IO-Linkのアプリケーション1/3:実用的なステータス通信
図3:IO-Linkは非常に高度な制御システムやオートメーションシステムの構築を容易にします。工作機械産業では、ワークピースのクランプやフライスエンドツールの圧力および位置が適切かどうかを確認するために、IO-Linkセンサを多用しています。(画像提供:Getty Images)
機械の監視は、IO-Linkデバイスを設定してステータスを報告することで可能になります。これにより、必要な調整や修正をシステムに知らせることができます。工作機械産業における用途の1つでは、IO-Linkの圧力センサを使用して、材料除去作業中に損傷を与えずに確実に保持するために、ワークピースが適切な圧力でクランプされていることを確認します。ここでは、不良品を減らすための機械タスクの最適化を、IO-Linkセンサが本質的にサポートしています。
また、IO-Linkデバイスは、実用的なステータス通信により、ダウンタイムを最小限に抑えるための強化されたメンテナンスルーチンをサポートできます。たとえば、組立機に搭載されたIO-Link位置センサは、エンドエフェクタの位置を継続的に報告し、範囲外や位置ずれがないことを確認します。
IO-Linkデバイスから提供される診断データを分析することで、工場の機械技術者はエラーや潜在的な故障を事前に予測し、修正することができます。また、技術者は機械やプラントの弱点を特定し、企業レベルでの運用変更、購買決定、将来的なキャプティブマシンの設計を通知することができます。

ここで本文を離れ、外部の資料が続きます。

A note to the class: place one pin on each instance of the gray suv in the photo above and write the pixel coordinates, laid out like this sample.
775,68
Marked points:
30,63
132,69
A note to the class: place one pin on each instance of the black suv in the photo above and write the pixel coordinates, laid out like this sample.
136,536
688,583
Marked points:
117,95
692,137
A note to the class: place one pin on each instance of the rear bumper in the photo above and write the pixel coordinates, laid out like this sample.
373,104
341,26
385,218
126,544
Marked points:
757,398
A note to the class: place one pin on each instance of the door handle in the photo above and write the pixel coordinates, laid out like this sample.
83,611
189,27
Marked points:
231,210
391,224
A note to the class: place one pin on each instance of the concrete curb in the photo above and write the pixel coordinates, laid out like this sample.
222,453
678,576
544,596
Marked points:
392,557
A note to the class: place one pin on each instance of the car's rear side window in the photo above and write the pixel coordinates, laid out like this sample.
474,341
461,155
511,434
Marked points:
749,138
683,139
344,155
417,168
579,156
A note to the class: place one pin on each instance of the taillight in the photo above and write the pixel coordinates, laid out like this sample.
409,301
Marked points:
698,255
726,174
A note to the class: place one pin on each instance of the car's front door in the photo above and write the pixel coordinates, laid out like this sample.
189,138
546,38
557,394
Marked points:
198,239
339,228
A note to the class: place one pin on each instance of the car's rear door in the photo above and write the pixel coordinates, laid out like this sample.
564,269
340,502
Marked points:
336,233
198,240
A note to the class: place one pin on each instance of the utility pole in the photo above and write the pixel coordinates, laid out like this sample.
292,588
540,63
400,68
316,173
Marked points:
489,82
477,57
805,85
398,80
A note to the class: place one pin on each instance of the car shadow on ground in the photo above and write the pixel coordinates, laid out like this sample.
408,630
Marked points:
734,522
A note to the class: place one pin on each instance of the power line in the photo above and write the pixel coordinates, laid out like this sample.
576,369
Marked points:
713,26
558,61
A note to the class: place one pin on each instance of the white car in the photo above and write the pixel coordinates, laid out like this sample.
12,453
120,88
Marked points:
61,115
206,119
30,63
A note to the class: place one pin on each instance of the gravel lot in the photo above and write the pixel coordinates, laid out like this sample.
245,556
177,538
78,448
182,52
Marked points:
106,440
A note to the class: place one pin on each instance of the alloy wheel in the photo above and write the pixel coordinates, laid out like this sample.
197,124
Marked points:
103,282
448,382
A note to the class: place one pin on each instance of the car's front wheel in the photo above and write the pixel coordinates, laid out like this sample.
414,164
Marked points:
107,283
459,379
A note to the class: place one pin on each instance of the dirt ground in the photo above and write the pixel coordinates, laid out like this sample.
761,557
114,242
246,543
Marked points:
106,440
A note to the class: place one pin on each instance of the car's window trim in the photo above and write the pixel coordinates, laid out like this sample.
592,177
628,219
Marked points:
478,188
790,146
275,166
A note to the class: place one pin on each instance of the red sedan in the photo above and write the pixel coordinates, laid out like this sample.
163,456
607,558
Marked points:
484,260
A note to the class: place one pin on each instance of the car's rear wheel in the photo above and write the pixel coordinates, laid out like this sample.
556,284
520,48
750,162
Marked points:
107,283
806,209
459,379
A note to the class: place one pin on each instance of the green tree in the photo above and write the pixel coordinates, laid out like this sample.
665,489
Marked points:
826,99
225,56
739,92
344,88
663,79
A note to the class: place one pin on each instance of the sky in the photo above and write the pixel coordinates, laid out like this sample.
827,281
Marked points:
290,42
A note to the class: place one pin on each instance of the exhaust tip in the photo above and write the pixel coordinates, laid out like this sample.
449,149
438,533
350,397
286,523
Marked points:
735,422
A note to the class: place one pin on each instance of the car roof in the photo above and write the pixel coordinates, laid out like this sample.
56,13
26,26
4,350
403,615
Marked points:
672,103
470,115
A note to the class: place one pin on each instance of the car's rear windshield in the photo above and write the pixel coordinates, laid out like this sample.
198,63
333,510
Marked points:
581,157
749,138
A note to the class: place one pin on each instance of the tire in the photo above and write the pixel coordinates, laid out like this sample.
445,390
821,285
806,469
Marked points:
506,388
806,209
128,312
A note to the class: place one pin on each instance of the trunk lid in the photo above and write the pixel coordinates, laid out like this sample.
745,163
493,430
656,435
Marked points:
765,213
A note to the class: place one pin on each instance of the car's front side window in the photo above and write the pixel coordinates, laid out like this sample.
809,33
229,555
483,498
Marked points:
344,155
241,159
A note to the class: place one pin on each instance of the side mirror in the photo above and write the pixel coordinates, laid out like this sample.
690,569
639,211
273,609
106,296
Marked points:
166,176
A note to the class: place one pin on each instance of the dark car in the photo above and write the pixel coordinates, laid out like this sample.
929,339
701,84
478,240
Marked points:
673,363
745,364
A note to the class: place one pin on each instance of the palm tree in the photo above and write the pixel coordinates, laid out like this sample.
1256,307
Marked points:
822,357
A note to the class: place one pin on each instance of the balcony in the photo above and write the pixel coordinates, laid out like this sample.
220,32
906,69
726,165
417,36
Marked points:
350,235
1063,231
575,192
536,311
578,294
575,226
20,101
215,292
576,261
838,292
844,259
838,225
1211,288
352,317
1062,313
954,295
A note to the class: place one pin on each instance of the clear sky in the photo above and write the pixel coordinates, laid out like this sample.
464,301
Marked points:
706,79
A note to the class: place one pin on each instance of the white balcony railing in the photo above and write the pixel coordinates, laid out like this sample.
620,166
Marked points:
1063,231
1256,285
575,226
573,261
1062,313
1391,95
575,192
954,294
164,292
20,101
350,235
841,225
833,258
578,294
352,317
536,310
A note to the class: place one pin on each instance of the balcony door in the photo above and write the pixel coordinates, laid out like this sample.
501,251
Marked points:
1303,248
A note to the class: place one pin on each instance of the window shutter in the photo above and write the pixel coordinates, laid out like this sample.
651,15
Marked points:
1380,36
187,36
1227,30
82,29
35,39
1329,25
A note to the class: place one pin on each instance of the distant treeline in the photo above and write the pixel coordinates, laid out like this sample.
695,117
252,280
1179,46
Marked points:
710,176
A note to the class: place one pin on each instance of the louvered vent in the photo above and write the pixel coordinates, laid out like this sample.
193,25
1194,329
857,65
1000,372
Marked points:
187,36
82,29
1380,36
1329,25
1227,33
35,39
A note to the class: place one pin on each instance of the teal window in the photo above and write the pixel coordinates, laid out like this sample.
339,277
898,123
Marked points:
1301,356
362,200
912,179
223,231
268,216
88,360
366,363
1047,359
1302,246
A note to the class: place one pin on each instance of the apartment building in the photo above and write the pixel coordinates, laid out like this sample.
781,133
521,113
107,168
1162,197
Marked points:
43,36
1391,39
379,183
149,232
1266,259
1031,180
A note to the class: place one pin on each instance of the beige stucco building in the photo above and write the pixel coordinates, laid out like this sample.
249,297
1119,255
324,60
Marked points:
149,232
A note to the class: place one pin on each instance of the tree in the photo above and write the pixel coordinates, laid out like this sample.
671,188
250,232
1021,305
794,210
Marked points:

IO-Linkのアプリケーション2/3:高度な制御とオートメーション
図4:高度な制御に関わるIO-Linkシステムには、ここに示すOmronのNX-ILM400のようなIO-Linkプライマリ(コントローラ)と、そのプライマリに接続されたIO-Link対応のさまざまなセンサ、電源、メカトロニクスデバイスがあります。このようなアプリケーション向けのIO-Linkシステムは通常、IO-LinkプライマリとデバイスをPLCや他のオートメーションシステムに結合させます。(画像提供:Omron)
制御やオートメーションは、IO-Linkがサポートするその他のアプリケーション機能です。IO-Linkの導入が人の介入なしに実行される機能をサポートする場合、IO-Linkプライマリはホストシステムまたは上位のPLCにしばしば接続されます。これにより、受信したデータが処理され、応答を適切に調整するように設計されたアクチュエータに直接または間接的な指令が与えられます。このような自動制御では、IO-Linkシステムは標準化されたフィールドバス/Ethernetプロトコルとケーブルを介して上位コントローラに接続する必要があります。実際、ほとんどのIO-Linkプライマリは、そのような接続のためのフィールドバス/Ethernetポートを備えています。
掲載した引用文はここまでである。